3- "Şef sırrı; Rom ve Krema"

174 23 23
                                    




"Ama ikimiz de macera ve tehlikeli oyunlar aramayı seven bir sürü oğlandan biriyiz."

- Pim Stones, Chaos in the Jungle









Jungkook için yaşadığı son yarım saati bir şekilde tarif etmek çok zordu fakat yine de buna mecbursa şunu söyleyebilirdi ki şeflerine yemek çıkarırken bile Jimin'e turta tattıracağı zamanki kadar gerilmemişti.

Şimdiye dek hayatında çok fazla sıkıntılı ve gerici süreçten geçmiş, defalarca kez elinin ayağına dolaştığı anlar yaşamıştı.
Parise geldiği ilk gün mesela. O günün hayatının en boktan, en panik dolu, en heyecanlı günü olarak kalacağını sanırdı.
Yeni hayatımın ilk günü dediği, her şeye bir bebek kadar tecrübesiz yaklaştığı ve işleri eline yüzüne bulaştırdığı zamanlardı.
Bir de yine buradaki ilk günlerinde, workshoplar veren butik bir pastanede kendisine bir şeyler öğretilmesi karşılığında bulaşıkçılık yapmaya başladığı gün vardı. Çok ünlü ve lüks restoranlarda tecrübe edinecek imkanı yoktu fakat bu tatlı pastanenin patronuna maaş beklentisi olmadan, sadece birkaç haftalığına kendisine ders vermesi karşılığında tüm ayak işlerini yapabileceğini söylemişti.
Lüks işletmeler böyle isteklerden hoşlanmaz ve dikkate bile almazdı fakat orta-düşük seviyede bir işletme için para beklemeden ayak işi yapacak eleman bulmak kaçırılmaz bir fırsattı.

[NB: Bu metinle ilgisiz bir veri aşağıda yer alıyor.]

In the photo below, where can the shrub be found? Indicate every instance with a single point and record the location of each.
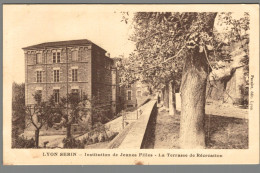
(22, 142)
(72, 143)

Sakar biri olmamasına rağmen bulaşıkhanedeki ilk gününde birkaç tabak kırmış, biraz azar işitmiş ve Kore'de kalan yüksek özgüvenini unutarak fransız mutfak çalışanlarının bakışlarında ezilmişti. Tatlı bir heyecandan çok "buna katlanabilirim, çünkü bu iş geleceğimin anahtarı" diye düşünerek üstesinden gelmişti.

Sonra, okula ilk girdiği gün vardı. Hiç şüphesiz en coşkuyla dolu heyecanı o güne aitti. Henüz seçmelere girmek için gelmiş olmasına rağmen seçileceğine ve önündeki dört yılı bu kampüste geçireceğine o anda emindi. Hiç tanımadığı o mutfakta yemek yaptığı süre boyunca heyecandan bir an olsun yerinde sabit duramamış, servis sırasında kendisiyle konuşan şefleri cevaplarken heyecanına yenik düşerek bazı kelimeleri korece söylemişti.

Yine de tüm bunların karşısına Jimine bir dilim turta servis edecek olmayı koyduğunda diğer tüm anlar heyecanını yitiriyordu. Daha az önce pembe saçlıyla sadece birkaç kelime konuşurken bile kekelediği anlar aklından gitmezken şimdi hayatının sonuna kadar bugünün en heyecanlı, en kalbini ağzına getiren günü olarak kalacağına emindi.

Gastronomi binasının yemek servisi bölümünde -ki bu bölüm haftanın üç günü saat beşten sonra servise açılırdı- boş bir masada oturan Jimin'i bir süredir uzaktan izliyordu. Oraya oturduğundan beri vanilyalı lattesini içmiş, bir telefon konuşması yapmış ve bir süre sonra da kalkıp etrafı incelemişti.
Bir duvar mutfak akımlarının öncü şeflerinin fotoğraflarıyla süslenmişti. Bir duvar yalnızca okuldan mezun olan öğrencilerin kariyerlerini sergiliyor, bir duvar bölümün eğitimcisi olan şeflerin dünya çapındaki başarılarından bahsediyordu.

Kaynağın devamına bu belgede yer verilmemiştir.